Es muy de agradecer esta síntesis no sólo erudita sino didáctica. Muy interesante la visión de la triple vía de reforma: a) conciliar, b) mística, c) teológica.
Personalmente pienso que la edición de Francisco Leonardo Lisi tiene graves problemas: el texto latino no responde a ningún manuscrito concreto, sino a lo que Lisi considera que es el manuscrito original. Lisi no ha parece haber trabajado directamente con los manuscritos peruanos del Cabildo Metropolitano de Lima. La primera edición de 1590, que es la normativa, es tomada como un manuscrito más, cuando es la edición legal, que fue la columna vertebral de las leyes canónicas de Sudamérica por tres siglos. El lector queda prendado del aparato crítico de Lisi, que es un filólogo y no un historiador, y puede llegar a pensar que la versión castellana que da refleja la ley del Tercer Limense, y no es así: esa traducción es la traducción a un texto hipotético creado por la habilidad filológica de Lisi, no de un manuscrito concreto. Por ejemplo, no las correcciones romanas aparecen en nota, cuando fueron parte del cuerpo legal. El texto castellano, en definitiva, no sirve para conocer lo que fue ley en Perú, sino la traducción de un "original" de un filólogo.

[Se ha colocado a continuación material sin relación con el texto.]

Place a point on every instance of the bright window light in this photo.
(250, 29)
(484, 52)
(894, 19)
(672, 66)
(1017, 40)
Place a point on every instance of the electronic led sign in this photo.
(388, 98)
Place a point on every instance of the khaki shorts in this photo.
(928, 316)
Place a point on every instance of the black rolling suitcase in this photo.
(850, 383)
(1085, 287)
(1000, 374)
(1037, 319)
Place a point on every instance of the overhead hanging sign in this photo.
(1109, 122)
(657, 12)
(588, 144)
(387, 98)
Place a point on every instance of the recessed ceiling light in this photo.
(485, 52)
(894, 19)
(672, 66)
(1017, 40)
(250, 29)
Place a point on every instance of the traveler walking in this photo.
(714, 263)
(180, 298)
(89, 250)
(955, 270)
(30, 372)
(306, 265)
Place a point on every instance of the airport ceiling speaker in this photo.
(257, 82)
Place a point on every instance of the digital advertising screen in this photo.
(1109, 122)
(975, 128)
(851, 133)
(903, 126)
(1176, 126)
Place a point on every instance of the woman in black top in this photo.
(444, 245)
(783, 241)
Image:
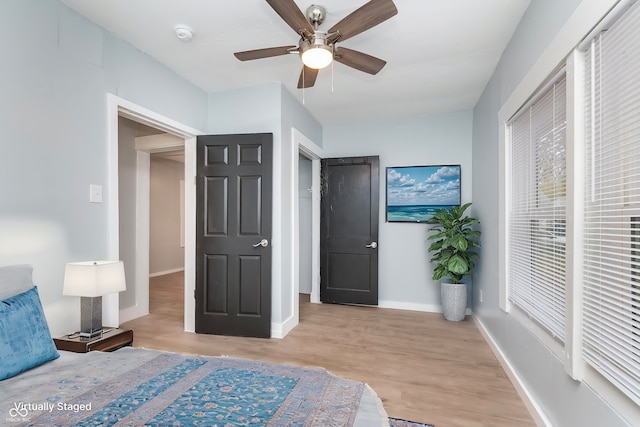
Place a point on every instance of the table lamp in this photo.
(90, 280)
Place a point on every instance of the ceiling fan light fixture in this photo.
(317, 54)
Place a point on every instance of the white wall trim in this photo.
(116, 107)
(165, 272)
(534, 408)
(280, 330)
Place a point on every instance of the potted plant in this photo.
(452, 251)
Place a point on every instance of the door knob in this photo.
(264, 243)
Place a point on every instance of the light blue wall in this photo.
(404, 272)
(270, 108)
(57, 69)
(565, 402)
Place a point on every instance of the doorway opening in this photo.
(134, 302)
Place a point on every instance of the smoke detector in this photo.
(184, 33)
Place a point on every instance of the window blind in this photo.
(536, 272)
(611, 288)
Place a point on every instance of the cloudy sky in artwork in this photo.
(423, 185)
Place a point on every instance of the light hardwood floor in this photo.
(422, 367)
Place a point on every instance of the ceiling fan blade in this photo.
(367, 16)
(307, 77)
(248, 55)
(358, 60)
(292, 15)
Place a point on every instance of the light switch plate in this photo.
(95, 193)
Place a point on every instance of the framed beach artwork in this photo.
(415, 193)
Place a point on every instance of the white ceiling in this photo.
(440, 53)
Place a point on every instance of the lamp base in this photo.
(90, 317)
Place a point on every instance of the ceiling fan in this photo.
(316, 48)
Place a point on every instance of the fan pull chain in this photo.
(332, 76)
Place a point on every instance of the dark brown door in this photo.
(233, 242)
(349, 230)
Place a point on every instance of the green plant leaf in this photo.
(453, 242)
(458, 265)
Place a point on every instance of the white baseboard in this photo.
(427, 308)
(534, 409)
(280, 330)
(162, 273)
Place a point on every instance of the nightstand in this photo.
(111, 339)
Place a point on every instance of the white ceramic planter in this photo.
(454, 301)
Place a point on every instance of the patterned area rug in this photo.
(170, 389)
(397, 422)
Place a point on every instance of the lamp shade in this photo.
(317, 57)
(93, 278)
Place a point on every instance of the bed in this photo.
(42, 386)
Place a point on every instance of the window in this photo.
(537, 210)
(611, 300)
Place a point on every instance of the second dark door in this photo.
(349, 230)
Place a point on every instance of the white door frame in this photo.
(116, 107)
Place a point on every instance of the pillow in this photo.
(25, 340)
(15, 279)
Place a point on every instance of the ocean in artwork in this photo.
(413, 213)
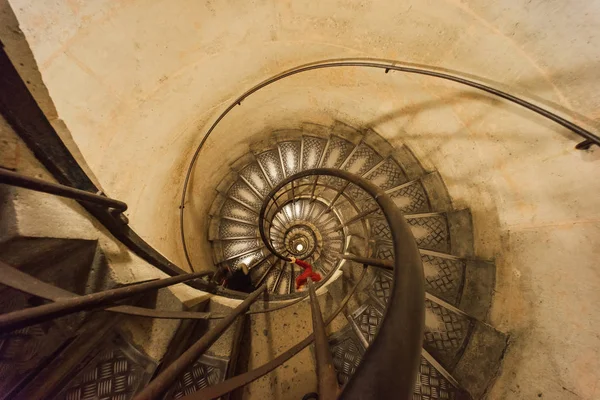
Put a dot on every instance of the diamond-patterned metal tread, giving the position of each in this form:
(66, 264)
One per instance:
(271, 278)
(235, 247)
(235, 210)
(271, 163)
(431, 232)
(363, 159)
(260, 269)
(254, 175)
(445, 333)
(380, 230)
(116, 373)
(366, 320)
(388, 175)
(411, 199)
(242, 192)
(444, 277)
(248, 259)
(431, 385)
(347, 352)
(290, 155)
(206, 371)
(363, 200)
(312, 151)
(337, 152)
(229, 229)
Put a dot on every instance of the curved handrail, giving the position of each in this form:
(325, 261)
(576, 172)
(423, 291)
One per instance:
(407, 300)
(387, 65)
(222, 388)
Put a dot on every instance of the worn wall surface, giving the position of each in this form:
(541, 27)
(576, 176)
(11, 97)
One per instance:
(138, 83)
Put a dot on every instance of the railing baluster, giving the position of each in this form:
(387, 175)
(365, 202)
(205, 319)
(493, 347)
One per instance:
(162, 382)
(30, 316)
(326, 376)
(15, 179)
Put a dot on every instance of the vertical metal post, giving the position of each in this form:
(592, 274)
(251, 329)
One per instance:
(162, 382)
(326, 376)
(30, 316)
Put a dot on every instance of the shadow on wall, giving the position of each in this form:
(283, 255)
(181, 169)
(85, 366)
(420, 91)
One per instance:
(589, 73)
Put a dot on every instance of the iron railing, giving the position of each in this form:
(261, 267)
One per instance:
(405, 312)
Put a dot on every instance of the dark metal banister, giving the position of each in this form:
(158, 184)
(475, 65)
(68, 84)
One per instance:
(159, 385)
(15, 179)
(326, 375)
(405, 313)
(387, 65)
(222, 388)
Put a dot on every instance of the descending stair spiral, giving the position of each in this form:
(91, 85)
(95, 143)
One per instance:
(320, 218)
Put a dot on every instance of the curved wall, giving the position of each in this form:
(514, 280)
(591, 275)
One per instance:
(139, 82)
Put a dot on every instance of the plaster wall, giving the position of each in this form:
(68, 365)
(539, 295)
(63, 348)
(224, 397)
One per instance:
(138, 83)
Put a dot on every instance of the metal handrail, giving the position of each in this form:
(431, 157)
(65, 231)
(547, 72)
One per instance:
(159, 385)
(387, 65)
(15, 179)
(33, 315)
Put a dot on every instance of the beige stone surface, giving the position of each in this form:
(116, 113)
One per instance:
(138, 83)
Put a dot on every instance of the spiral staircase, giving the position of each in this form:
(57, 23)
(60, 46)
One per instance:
(331, 223)
(398, 264)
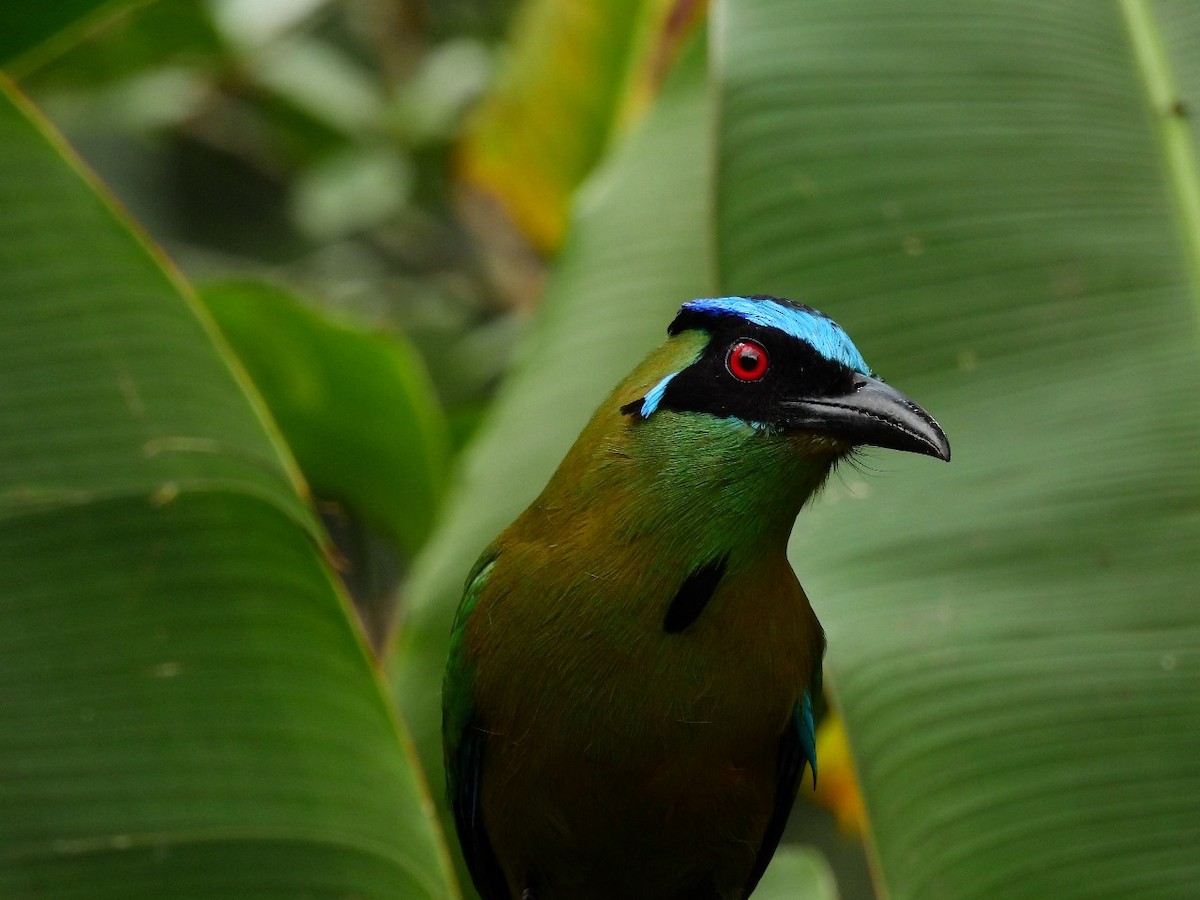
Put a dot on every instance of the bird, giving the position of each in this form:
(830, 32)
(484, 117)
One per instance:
(628, 703)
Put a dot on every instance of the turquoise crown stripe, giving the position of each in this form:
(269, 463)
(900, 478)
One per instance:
(825, 335)
(654, 396)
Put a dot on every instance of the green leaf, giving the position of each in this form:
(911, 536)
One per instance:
(186, 707)
(797, 873)
(575, 75)
(999, 203)
(981, 197)
(357, 408)
(31, 30)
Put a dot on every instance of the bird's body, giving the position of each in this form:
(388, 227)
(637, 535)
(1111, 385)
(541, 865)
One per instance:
(628, 702)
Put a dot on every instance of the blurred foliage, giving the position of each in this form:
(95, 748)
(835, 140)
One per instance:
(186, 706)
(577, 77)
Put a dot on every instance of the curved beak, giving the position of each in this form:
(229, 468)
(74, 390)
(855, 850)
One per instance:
(870, 413)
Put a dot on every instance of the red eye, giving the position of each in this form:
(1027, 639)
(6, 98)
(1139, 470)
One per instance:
(747, 361)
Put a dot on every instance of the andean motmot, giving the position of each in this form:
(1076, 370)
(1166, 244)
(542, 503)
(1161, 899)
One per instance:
(629, 700)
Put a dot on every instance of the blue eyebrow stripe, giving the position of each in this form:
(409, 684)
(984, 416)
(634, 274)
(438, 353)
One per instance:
(654, 396)
(825, 335)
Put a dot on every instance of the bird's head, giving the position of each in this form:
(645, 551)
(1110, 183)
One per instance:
(785, 370)
(727, 429)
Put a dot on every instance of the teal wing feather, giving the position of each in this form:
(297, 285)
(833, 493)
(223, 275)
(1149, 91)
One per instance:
(797, 748)
(465, 744)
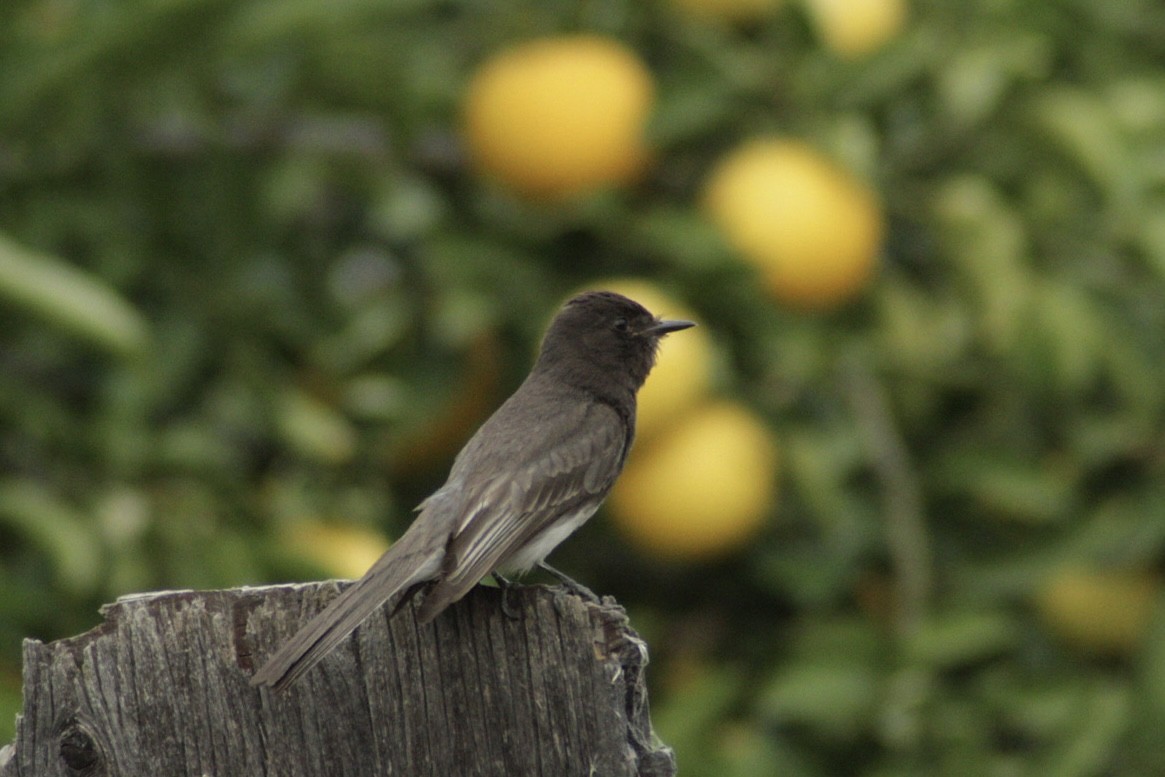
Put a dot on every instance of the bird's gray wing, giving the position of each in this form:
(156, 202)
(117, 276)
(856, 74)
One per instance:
(569, 470)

En ese sentido, son más fiables las versiones de Vargas Ugarte, aunque no fáciles de conseguir. La versión castellana de Bartra está más cerca de lo que dispuso el concilio, puesto que presenta tres versiones castellanas reales con las correcciones romanas.
Probablemente lo que habría que hacer, si hubiera un interés en la comunidad científica, es una edición que presentara la edición oficial aprobada por Roma y Madrid de 1590 y una traducción castellana. Algo así como se hizo con el Tercer Concilio Mexicano en las dos ediciones promovidas por Galván Rivera: Concilio III provincial Mexicano, celebrado en México el año de 1585, confirmado en Roma por el Papa Sixto V y mandado observar por el gobierno español, en diversas reales órdenes. Ilustrado con muchas notas del R. P. Basilio Arrillaga, de la Compañía de Jesús, y un apendice con los decretos de la Silla apostólica relativos a esta santa iglesia, que constan en el Fasti Novi Orbis y otros posteriores y algunos mas documentos interesantes; con cuyas adiciones formará un código de Derecho Canónico de la Iglesia Mexicana. Publicado con las licencias necesarias por Mariano Galván Rivera. Segunda edición en latín y castellano. Barcelona, imprenta de Manuel Miró y D. Marsá.